Sunday, March 21, 2010

A Network Model of Biological Evolution?

Finishing Tim Ingold's piece and the book Linked by Albert-Laszlo Barabasi in the same day was more circumstance than anything, but the overlap was unavoidable.  Barabasi, a Hungarian physicist at the University of Notre Dame, has been forging a new line of research known as Applied Network Theory.  Seminal work in the field includes The Strength of Weak Ties, The Small World Problem, and more recently on power-laws: Power laws, Pareto distributions and Zipf's law

Inspired partly by computer networks, applied network theory takes the basic data structure of a network of interconnected nodes and applies it as a model to various naturally occurring phenomenon.  Some particularly good examples revealed in Barabasi's book include social networks, cell-biology and genetics, international financial markets, and everyone's favorite network, the world wide web*.  Interesting properties, of varying degrees of complexity, fall out of simple network structure like "hubs" of proportionally large inter-connectivity, "islands" of relatively segregated sub-networks, and of course weak links such as those found abundantly in social networks.

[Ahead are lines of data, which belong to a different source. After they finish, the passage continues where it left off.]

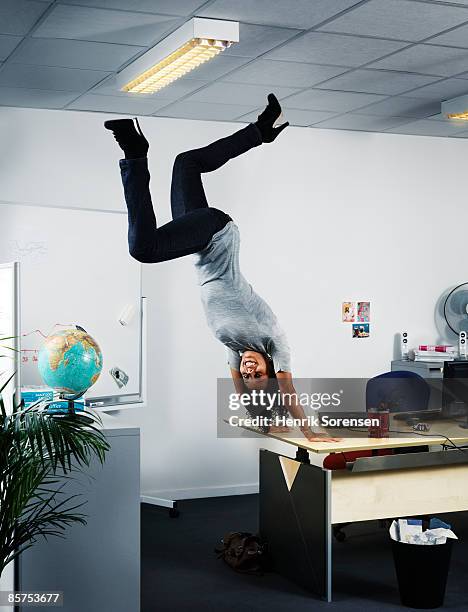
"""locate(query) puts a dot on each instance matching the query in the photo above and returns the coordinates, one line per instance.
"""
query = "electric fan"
(456, 309)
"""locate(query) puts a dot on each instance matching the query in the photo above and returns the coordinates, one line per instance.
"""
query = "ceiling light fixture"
(457, 108)
(190, 46)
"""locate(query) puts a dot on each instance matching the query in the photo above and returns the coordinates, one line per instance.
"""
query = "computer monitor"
(455, 389)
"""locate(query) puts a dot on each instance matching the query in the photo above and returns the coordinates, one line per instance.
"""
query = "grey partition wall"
(97, 567)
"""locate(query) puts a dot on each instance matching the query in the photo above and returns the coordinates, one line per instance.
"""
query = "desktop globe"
(70, 361)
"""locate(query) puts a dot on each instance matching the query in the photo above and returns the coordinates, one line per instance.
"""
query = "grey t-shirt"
(238, 316)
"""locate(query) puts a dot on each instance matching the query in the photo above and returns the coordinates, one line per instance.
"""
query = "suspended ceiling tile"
(442, 90)
(455, 38)
(336, 49)
(232, 93)
(398, 19)
(427, 59)
(425, 127)
(7, 44)
(34, 98)
(203, 110)
(102, 25)
(400, 106)
(17, 17)
(74, 53)
(47, 77)
(169, 7)
(289, 74)
(333, 101)
(366, 123)
(377, 81)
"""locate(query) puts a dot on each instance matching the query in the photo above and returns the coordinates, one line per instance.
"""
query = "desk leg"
(295, 520)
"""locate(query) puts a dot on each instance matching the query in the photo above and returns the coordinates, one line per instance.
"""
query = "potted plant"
(39, 453)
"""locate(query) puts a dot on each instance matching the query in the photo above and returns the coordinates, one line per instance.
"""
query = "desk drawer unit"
(300, 502)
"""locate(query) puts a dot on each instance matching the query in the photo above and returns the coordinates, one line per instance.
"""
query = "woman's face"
(254, 370)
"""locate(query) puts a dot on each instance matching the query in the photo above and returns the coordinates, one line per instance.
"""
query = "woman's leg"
(151, 244)
(187, 193)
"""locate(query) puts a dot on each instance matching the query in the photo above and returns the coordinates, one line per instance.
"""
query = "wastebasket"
(422, 572)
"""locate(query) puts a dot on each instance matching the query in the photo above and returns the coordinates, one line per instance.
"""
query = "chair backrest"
(399, 391)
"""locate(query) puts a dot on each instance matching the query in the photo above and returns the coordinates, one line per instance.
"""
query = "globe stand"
(71, 407)
(71, 402)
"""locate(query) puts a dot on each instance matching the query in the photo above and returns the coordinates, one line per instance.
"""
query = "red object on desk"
(338, 461)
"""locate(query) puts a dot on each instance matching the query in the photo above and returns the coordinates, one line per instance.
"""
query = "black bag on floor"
(243, 552)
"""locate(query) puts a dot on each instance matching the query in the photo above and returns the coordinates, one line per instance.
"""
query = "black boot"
(131, 141)
(267, 119)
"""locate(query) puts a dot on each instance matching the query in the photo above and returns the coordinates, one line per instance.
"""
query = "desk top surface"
(438, 433)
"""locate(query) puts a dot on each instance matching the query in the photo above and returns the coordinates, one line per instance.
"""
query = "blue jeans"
(193, 222)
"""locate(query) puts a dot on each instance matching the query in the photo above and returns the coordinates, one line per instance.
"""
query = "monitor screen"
(455, 388)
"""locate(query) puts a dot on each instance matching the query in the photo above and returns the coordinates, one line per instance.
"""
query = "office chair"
(398, 391)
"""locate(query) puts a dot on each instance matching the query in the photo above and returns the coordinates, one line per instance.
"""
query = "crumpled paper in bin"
(411, 531)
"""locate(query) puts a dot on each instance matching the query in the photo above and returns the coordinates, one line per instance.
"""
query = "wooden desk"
(300, 502)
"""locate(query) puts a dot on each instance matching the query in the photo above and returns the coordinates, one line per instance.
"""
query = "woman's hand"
(279, 429)
(318, 437)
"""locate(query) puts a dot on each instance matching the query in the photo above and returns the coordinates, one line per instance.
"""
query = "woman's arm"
(238, 381)
(286, 386)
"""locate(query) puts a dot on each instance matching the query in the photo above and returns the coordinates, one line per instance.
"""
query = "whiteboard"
(9, 334)
(76, 270)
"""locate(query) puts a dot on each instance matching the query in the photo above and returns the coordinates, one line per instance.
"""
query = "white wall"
(325, 216)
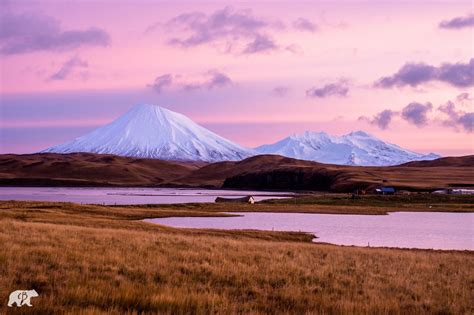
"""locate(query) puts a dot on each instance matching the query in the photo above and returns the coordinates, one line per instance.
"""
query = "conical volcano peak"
(151, 131)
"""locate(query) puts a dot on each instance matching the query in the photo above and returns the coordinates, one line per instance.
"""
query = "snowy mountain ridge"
(355, 148)
(150, 131)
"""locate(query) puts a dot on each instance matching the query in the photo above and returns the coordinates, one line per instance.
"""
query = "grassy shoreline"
(102, 260)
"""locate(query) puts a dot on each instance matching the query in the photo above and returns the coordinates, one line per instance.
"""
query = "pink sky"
(125, 45)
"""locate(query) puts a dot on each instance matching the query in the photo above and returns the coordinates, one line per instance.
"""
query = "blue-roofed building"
(386, 190)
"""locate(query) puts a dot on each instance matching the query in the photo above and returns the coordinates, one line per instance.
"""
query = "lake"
(428, 230)
(127, 196)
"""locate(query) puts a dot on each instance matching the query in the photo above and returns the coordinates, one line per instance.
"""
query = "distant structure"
(246, 199)
(385, 190)
(454, 191)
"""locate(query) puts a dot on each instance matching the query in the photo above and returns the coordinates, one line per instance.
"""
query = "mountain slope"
(356, 148)
(88, 169)
(149, 131)
(258, 172)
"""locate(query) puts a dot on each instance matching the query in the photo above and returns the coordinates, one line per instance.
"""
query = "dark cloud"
(383, 119)
(238, 30)
(413, 74)
(340, 89)
(24, 33)
(68, 68)
(280, 91)
(303, 24)
(161, 82)
(417, 113)
(458, 22)
(458, 118)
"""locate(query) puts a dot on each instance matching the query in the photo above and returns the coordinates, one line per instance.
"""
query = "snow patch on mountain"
(355, 148)
(150, 131)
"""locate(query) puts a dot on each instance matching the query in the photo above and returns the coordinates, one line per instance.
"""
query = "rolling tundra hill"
(272, 172)
(88, 169)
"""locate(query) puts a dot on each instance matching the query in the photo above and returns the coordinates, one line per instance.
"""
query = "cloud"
(414, 74)
(161, 82)
(25, 33)
(383, 119)
(339, 88)
(457, 118)
(68, 68)
(212, 79)
(280, 91)
(458, 22)
(303, 24)
(208, 80)
(261, 43)
(239, 31)
(417, 113)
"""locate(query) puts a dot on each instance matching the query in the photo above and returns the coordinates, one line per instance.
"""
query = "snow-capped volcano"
(355, 148)
(150, 131)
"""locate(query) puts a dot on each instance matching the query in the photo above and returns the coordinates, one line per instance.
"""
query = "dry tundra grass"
(94, 260)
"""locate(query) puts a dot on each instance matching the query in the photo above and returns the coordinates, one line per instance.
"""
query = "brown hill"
(87, 169)
(458, 161)
(281, 173)
(260, 172)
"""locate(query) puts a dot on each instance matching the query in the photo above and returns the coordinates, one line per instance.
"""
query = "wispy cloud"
(421, 115)
(161, 82)
(414, 74)
(68, 68)
(25, 33)
(230, 31)
(237, 30)
(208, 80)
(340, 89)
(382, 119)
(456, 118)
(211, 79)
(303, 24)
(280, 91)
(417, 113)
(458, 22)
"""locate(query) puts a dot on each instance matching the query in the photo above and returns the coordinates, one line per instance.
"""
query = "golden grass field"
(103, 260)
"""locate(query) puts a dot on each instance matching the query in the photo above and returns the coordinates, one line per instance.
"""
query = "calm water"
(128, 196)
(398, 229)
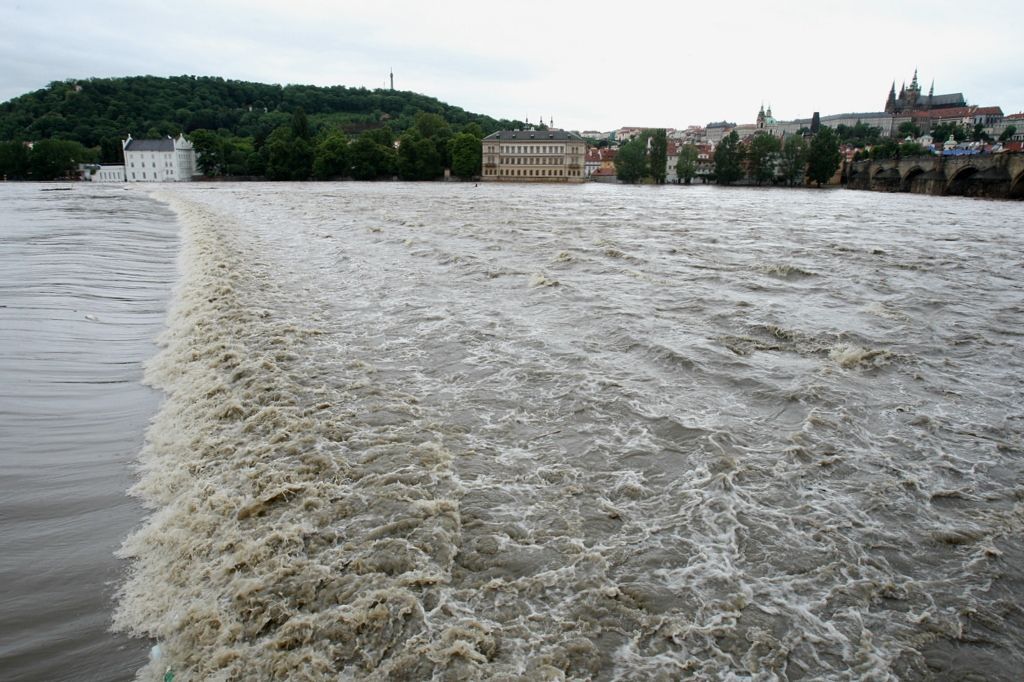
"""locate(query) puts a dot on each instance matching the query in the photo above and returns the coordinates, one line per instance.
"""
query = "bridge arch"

The connection to Tim Ingold's call for a organism-centric biology is not hard to see.  Network theory offers a simple and scalable model for organism-culture interaction.  A directed graph (one in which nodes' connectivity distribution is said to follow a power-law) could explain mimetic / culturgen heritability and expansion.  Networks have been used to show how companies rise to monopolies, how youtube videos go viral, and why child-naming patterns exhibit momentum.  Networks offer what could prove to be an elegant reconciliation of implicate organismal traits and their relationship to culture.

*One emergent feature of directed networks are sub-structures referred to as "tubes" which are segments in which elongated, one-directional flow occurs.  Thus, U.S. Alaskan Senator from, Ted Stevens, wasn't completely full of crap when he so elequently characterised the internet as a series of tubes.